Embora Fabricio não tenha sido eleito presidente, seu partido, da Restauracion Nacional, formou a segunda maior bancada no legislativo. O líder do partido é Carlos Avendaño Calvo, pastor evangélico e líder por vinte anos da Assembleia de Deus na Costa Rica, uma igreja própria do país, da mesma genealogia do braço brasileiro, do pastor Silas Malafaia: o General Council of the Assemblies of God, criado em 1914, no estado de Arkansas, EUA.

Na Nicarágua, a primeira-dama e vice-presidente Rosario Murillo é outro símbolo de liderança neopentecostal. O governo Daniel Ortega, embora tenha origem ligada à Teologia da Libertação, há muito tempo está em conflito direto com a Igreja Católica. Em 2017, o casal participou de um culto da Iglesia Hosana transmitido em televisão aberta de benção ao governo e à Nicarágua.

O pastor responsável pelo culto e líder da igreja, David Spencer, estadunidense, foi condecorado com a Ordem Rubén Darío, concedida a intelectuais destacados como “a máxima distinção cultural da Nação”.

Seguindo a linha religiosa, diariamente Rosario Murillo publica uma mensagem no site oficial do governo, El 19 Digital, com constantes exaltações a Deus.

Voltando ao Sul da América Latina, a Venezuela também teve seu personagem evangélico em disputa eleitoral.

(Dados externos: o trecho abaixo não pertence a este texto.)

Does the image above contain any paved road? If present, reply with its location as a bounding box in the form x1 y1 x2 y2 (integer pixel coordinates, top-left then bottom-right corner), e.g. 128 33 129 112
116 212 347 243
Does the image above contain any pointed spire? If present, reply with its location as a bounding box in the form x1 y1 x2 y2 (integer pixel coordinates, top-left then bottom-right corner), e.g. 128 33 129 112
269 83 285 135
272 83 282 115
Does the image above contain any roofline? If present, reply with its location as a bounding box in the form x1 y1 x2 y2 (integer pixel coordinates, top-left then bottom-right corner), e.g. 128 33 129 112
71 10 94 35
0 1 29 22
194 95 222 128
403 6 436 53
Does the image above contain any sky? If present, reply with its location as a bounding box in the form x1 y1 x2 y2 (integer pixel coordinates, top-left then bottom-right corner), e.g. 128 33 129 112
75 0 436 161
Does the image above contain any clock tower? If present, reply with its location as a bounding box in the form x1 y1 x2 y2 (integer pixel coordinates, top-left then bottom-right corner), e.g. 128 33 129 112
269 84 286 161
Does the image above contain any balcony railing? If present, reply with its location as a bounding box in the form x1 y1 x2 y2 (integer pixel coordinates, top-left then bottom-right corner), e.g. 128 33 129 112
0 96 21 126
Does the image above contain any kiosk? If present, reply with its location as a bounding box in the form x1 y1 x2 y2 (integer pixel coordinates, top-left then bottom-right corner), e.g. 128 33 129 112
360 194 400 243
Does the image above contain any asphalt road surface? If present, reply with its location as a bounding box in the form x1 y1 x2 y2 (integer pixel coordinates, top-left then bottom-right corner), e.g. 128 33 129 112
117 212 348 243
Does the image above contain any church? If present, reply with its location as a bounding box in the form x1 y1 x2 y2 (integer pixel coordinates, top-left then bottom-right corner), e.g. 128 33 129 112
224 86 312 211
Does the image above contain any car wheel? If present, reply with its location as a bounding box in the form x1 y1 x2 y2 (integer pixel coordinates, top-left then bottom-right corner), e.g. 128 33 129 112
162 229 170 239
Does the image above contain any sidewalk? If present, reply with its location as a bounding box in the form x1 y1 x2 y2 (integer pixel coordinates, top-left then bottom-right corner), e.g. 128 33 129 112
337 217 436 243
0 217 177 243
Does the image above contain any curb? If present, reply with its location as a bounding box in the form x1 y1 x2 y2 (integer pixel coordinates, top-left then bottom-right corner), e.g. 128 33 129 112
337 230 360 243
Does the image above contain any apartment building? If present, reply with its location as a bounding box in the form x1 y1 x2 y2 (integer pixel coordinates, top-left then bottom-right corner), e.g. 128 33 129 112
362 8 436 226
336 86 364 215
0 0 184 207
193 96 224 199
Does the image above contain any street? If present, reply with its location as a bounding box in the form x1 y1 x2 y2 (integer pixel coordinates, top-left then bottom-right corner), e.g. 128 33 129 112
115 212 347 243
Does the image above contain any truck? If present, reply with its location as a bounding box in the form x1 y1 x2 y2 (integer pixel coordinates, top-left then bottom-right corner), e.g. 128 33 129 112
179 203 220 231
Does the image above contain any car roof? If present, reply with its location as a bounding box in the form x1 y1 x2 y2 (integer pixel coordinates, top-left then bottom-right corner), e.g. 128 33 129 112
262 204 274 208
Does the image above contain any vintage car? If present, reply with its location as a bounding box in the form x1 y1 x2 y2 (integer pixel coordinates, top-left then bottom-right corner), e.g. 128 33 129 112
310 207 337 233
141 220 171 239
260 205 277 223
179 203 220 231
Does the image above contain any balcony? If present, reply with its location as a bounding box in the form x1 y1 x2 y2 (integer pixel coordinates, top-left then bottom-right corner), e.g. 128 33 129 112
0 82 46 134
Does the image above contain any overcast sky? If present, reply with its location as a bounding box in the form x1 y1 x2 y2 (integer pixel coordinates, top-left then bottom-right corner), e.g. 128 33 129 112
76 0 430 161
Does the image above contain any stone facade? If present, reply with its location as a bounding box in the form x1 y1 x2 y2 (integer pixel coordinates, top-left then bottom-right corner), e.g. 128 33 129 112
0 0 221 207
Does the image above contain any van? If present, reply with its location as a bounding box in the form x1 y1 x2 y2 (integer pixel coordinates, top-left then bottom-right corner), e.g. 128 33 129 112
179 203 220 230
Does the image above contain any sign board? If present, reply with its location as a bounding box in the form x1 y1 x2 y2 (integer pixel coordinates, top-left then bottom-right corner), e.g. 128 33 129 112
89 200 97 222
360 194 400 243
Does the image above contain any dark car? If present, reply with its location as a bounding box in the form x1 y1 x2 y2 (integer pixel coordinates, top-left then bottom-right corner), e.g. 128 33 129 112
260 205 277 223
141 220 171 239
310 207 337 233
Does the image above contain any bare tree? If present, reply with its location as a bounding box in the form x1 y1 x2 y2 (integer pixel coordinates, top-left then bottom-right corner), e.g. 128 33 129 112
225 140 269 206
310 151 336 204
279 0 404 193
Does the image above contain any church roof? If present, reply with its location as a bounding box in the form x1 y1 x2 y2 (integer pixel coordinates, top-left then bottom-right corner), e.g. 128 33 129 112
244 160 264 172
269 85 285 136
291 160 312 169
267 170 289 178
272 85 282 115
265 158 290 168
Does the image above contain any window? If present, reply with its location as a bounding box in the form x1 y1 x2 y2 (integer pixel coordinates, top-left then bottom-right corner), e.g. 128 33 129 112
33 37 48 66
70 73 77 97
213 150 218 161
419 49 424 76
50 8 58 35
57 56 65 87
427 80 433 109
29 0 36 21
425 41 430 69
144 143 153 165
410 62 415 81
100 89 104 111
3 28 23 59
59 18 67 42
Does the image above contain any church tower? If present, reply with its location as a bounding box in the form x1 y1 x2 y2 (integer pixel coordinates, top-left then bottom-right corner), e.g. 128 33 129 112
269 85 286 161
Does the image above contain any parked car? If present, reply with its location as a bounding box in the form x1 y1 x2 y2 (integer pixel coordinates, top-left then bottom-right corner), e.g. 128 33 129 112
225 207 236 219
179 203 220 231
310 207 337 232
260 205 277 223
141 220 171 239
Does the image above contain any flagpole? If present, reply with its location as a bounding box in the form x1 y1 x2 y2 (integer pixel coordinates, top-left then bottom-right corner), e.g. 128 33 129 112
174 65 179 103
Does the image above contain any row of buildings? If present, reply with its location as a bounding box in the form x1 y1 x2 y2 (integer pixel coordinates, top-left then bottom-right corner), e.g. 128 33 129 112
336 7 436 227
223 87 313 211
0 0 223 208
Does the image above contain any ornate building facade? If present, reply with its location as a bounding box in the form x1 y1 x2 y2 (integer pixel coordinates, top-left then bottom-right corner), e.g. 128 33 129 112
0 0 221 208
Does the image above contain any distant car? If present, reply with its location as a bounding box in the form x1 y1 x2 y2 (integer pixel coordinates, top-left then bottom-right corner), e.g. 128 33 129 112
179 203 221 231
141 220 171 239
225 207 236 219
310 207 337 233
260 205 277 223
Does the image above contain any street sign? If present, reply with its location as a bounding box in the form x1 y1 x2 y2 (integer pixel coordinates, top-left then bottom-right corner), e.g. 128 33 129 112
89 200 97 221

Nas contestadas eleições presidenciais de 2018, Javier Bertucci, ficou em terceiro lugar. Bertucci é pastor e líder da Iglesia Cristiana Maranathá Venezuela. Uma de suas propostas era de diariamente fazer transmissões ao vivo na televisão de leitura da Bíblia. Em entrevista ao jornal El Estimulo, de Caracas, concedida em fevereiro de 2018, disse que se eleito governaria o país como administrou a sua igreja.

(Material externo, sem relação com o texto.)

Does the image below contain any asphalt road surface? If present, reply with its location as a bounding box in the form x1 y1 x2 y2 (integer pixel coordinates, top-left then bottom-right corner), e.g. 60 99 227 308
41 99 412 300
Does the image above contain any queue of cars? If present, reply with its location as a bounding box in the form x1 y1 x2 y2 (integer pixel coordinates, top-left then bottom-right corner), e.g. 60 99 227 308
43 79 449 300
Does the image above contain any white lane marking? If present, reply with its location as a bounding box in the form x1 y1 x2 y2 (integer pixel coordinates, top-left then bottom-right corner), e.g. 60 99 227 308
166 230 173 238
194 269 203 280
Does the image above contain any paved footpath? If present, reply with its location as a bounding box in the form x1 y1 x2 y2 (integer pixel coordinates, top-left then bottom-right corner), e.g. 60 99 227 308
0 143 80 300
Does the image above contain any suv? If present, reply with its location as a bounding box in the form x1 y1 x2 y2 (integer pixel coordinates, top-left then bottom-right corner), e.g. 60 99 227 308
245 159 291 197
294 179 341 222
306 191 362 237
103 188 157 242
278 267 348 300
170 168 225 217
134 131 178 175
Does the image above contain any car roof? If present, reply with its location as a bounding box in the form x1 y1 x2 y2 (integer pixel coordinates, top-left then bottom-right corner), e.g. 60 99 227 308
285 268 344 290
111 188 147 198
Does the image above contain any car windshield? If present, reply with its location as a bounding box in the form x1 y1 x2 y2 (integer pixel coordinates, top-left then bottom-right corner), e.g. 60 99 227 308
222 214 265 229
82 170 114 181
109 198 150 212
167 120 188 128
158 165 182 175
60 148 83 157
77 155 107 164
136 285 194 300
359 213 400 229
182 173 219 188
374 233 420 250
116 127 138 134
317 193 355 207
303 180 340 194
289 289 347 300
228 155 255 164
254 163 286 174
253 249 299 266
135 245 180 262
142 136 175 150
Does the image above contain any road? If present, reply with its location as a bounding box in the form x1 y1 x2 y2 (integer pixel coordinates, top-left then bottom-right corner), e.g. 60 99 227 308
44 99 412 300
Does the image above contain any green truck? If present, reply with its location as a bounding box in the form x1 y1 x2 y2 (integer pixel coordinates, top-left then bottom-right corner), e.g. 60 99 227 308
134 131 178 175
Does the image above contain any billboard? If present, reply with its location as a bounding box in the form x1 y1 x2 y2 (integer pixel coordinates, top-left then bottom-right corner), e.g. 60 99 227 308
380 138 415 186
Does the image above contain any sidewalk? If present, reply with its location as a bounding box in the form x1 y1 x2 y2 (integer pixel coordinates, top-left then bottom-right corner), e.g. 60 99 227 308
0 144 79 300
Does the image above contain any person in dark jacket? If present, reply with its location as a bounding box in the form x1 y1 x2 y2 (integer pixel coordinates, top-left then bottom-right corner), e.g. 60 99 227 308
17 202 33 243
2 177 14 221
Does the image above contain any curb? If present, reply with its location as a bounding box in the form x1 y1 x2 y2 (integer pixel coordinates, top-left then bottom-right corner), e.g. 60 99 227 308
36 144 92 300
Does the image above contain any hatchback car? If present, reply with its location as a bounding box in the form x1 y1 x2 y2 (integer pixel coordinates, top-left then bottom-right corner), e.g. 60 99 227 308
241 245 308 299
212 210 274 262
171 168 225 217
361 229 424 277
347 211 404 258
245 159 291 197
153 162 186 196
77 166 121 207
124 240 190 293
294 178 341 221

Na vizinha Colômbia, as igrejas neopentecostais demonstraram força na rejeição ao acordo de paz do Estado com as FARC, em 2016. Estima-se uma população de 10 milhões de evangélicos no pais. As igrejas pentecostais armaram uma frente de repudio ao acordo, acusando como uma ameaça às famílias colombianas. As confederações das igrejas da Colômbia estimaram na época que dos pouco mais de 6 milhões de votos contrários ao acordo, pelo menos um terço veio de cidadãos evangélicos.

Uma bancada evangélica surgiu até mesmo no Uruguai, o pais menos religioso da América Latina. Entre os nomes de destaque está a senadora pelo Partido Nacional Verónica Alonso, e pré-candidata à presidência nas eleições de 2019. Verónica é participante da igreja Misión Vida, tem como aliados os dirigentes espirituais, o deputado e pastor Álvaro Dastugue e Jorge Márquez fundadores da igreja. Apesar de pequena representatividade, a bancada evangélica travou por um ano a Lei de Transgêneros, recentemente aprovada.

Espalhados pela América Latina, as igrejas neopentecostais surgem com um projeto de poder defendido nas urnas. Os demônios que Décio Monteiro prenunciava são a vigência da ordem neoliberal legitimada e sustentada pela fé.

Jair Bolsonaro é apenas uma das representações desse modelo que se constrói a décadas no continente.